I let my large gray yoga ball sit on my
reading chair, even though in times past that would have meant something
ominous if I woke up wrong. But I
know I’m undergoing a transformation because, when they do show up, the ghosts
in this room keep me company now.
One will hang around all matter of fact and affable, like a wise old
dog, before leaving again, and then I’ll just go back to sleep.
My boyfriend tucks me in for the second time and tries to
sneak away to do more work.
“Goodnight,” I say, then hold up my arm and make a beak. Then I say, “Remember shadow animals on
the wall?” He laughs and turns to go. He knows I’m always
trying to start conversations about shadow animals when people are trying to
say goodnight.
What do you expect?
One lifetime is very short, but it’s hard to realize when it’s
happening. Except sometimes it’s
easy to realize. Sometimes you’re
almost a year later in a room in Brooklyn waiting for a blizzard, when just a
second ago you were almost a year earlier in a different room in Vermont
sitting on a bed with a Vanity Fair,
a pregnancy test, and an empty bag of M&Ms you don’t remember eating.

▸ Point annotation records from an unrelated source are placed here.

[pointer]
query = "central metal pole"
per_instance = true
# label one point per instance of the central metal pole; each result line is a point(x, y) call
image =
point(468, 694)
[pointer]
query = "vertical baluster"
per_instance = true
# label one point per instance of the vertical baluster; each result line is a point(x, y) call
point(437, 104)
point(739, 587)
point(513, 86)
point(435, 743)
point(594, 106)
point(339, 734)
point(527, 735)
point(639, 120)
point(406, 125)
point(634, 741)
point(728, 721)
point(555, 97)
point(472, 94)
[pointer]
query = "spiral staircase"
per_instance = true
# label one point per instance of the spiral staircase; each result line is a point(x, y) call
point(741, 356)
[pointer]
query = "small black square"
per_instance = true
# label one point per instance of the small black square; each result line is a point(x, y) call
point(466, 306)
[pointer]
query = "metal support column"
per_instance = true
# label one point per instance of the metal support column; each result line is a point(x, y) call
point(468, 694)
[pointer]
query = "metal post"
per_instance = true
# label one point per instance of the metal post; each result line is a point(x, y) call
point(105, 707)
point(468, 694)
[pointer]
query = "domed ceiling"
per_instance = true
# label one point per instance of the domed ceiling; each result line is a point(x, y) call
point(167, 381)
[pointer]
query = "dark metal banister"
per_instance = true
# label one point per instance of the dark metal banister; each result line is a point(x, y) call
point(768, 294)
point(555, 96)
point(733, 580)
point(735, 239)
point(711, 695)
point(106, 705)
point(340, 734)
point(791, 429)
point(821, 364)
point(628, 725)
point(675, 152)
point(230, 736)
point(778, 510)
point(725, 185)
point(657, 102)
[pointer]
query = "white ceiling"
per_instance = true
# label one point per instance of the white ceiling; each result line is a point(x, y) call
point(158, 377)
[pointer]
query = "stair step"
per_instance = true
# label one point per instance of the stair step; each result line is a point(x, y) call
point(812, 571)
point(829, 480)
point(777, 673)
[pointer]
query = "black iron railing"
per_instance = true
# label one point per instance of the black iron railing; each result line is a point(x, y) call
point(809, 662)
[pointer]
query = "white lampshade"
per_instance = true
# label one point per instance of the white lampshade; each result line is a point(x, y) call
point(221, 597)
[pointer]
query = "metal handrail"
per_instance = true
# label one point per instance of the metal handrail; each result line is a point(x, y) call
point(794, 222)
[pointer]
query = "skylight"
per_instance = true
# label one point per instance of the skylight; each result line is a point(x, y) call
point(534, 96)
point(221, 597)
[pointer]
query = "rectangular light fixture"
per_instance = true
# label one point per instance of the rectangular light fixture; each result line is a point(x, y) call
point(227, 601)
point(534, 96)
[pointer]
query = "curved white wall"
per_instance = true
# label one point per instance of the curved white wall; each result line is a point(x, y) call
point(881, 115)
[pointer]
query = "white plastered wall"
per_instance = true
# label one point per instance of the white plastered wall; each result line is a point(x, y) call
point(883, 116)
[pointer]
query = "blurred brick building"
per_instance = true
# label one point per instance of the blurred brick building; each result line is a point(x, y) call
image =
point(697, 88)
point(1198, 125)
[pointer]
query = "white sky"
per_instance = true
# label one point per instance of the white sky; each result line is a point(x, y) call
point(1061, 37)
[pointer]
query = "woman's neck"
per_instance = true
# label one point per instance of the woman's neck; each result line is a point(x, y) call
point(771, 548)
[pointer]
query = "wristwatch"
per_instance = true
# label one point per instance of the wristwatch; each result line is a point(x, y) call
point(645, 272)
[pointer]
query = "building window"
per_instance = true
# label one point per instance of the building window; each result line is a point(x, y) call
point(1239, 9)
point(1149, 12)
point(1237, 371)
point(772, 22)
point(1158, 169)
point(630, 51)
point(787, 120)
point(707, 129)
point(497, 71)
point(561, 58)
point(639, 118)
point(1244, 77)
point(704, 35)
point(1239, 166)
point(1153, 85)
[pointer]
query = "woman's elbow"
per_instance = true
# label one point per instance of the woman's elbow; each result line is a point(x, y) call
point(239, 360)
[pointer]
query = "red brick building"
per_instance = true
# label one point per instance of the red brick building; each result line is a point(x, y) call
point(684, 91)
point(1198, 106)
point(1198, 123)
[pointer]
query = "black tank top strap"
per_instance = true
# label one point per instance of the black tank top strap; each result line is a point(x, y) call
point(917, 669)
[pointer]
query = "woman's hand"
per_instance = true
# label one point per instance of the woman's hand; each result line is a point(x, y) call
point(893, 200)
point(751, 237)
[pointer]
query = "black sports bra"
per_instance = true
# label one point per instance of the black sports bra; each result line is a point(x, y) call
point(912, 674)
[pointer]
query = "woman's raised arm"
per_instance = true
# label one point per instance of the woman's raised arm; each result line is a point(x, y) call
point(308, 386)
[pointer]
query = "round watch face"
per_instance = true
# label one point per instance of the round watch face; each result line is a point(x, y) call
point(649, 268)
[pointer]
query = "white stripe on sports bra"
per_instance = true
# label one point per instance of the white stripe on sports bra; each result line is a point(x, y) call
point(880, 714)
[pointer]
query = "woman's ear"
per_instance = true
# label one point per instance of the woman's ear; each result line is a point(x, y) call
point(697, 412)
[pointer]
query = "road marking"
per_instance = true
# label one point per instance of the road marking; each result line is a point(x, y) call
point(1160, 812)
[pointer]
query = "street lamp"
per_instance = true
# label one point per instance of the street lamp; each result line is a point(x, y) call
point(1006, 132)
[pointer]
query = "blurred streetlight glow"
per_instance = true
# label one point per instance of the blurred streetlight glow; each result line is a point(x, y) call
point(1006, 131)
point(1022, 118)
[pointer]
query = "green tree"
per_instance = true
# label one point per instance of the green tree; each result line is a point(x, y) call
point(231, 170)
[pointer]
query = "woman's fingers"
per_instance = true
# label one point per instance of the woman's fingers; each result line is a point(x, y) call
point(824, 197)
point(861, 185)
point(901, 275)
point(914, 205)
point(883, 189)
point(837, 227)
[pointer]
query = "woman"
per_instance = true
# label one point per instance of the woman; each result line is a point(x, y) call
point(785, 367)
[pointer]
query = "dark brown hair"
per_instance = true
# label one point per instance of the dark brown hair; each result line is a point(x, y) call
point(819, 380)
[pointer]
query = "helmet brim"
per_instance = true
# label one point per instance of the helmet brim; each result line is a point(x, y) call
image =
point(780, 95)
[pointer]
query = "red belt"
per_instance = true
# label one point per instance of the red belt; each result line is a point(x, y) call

My friend tells me there’s a word for this made up by a
theorist. She can’t remember the
theorist’s name or the word. My
friend is very intelligent, but we like to half-remember things when we talk. It’s just what we do.
Physics calls it “everything happens at once and all the
edges touch.” I believe I read
that somewhere or heard it on PBS and didn’t just see it in a movie.
I will be the theorist and I will call it effleurage, which actually means “a
delicate stroking motion.” In my
theory, it means that and it also means “the mind and body’s flagrant disregard
for notions of the consistent forward movement of time.” A delicate and non-delicate motion.